The Age of Austerity not Posterity

 I’ve never been interested in politics or economics before- maybe I’m just getting old. The age has dawned on me where I am no longer willing to sit back passively and accept what happens at face value simply because I don’t understand, or worse yet, because I don’t know the first step in asking the important questions.

Too many politicians sound like they are attempting to play hopscotch with the real facts. I guess there is a reason why they call someone who dances around the truth, and evades a question ‘politic’.

So here I go: jumping off into the abyss of an ocean seemingly reserved for a passionate polarized ‘other.’

It really started with the release of the current budgets in both Ontario and Canada, and the general downturn of the economy around the world in the past four years.  I discovered a new term -austerity.  It seems innocuous at first- I’m certain there were many government think tanks employed to find the least startling word that could be used so as not to create panic. Austerity, rhyming with posterity and charity, is quite the opposite.  Conjuring images of Pink Floyd’s professor from “Brick in the Wall,” to Dickens’ “Scrooge” or a military drill sergeant, the word means severe in appearance and lacking softness- with a faint odor of bleakness.

It is certainly not the noun anyone wants to join the word budget- but here we are! In fact Miriam-Webster named austerity their word of the year in 2010 because it had received the majority of requests for definition. I have currently done my part to trump that record in 2012.

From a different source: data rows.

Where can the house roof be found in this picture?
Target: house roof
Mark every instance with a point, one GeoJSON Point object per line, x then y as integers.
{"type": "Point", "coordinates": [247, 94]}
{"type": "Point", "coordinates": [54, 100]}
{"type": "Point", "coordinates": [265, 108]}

What does the frequency of this term mean for the world in which we live? I honestly don’t know yet.   The reality is that it means cuts to almost everything to which the government contributes: cuts to funding of social services, international aid, the arts, infrastructure programs, a freeze if not a clawing back of wages, and a restructuring of governmental departments.  I’m certain there are many other cuts I’ve missed, not to mention sub categories of cuts I have included.

Will we pull ourselves out of it? History shows nothing lasts forever. Those few who are alive that witnessed the Great Depression would certainly agree- I hope. It took a World War to get out of their slump. When the chaos and violence over the cuts happens, our societies will rebuild when they can,  but at what cost?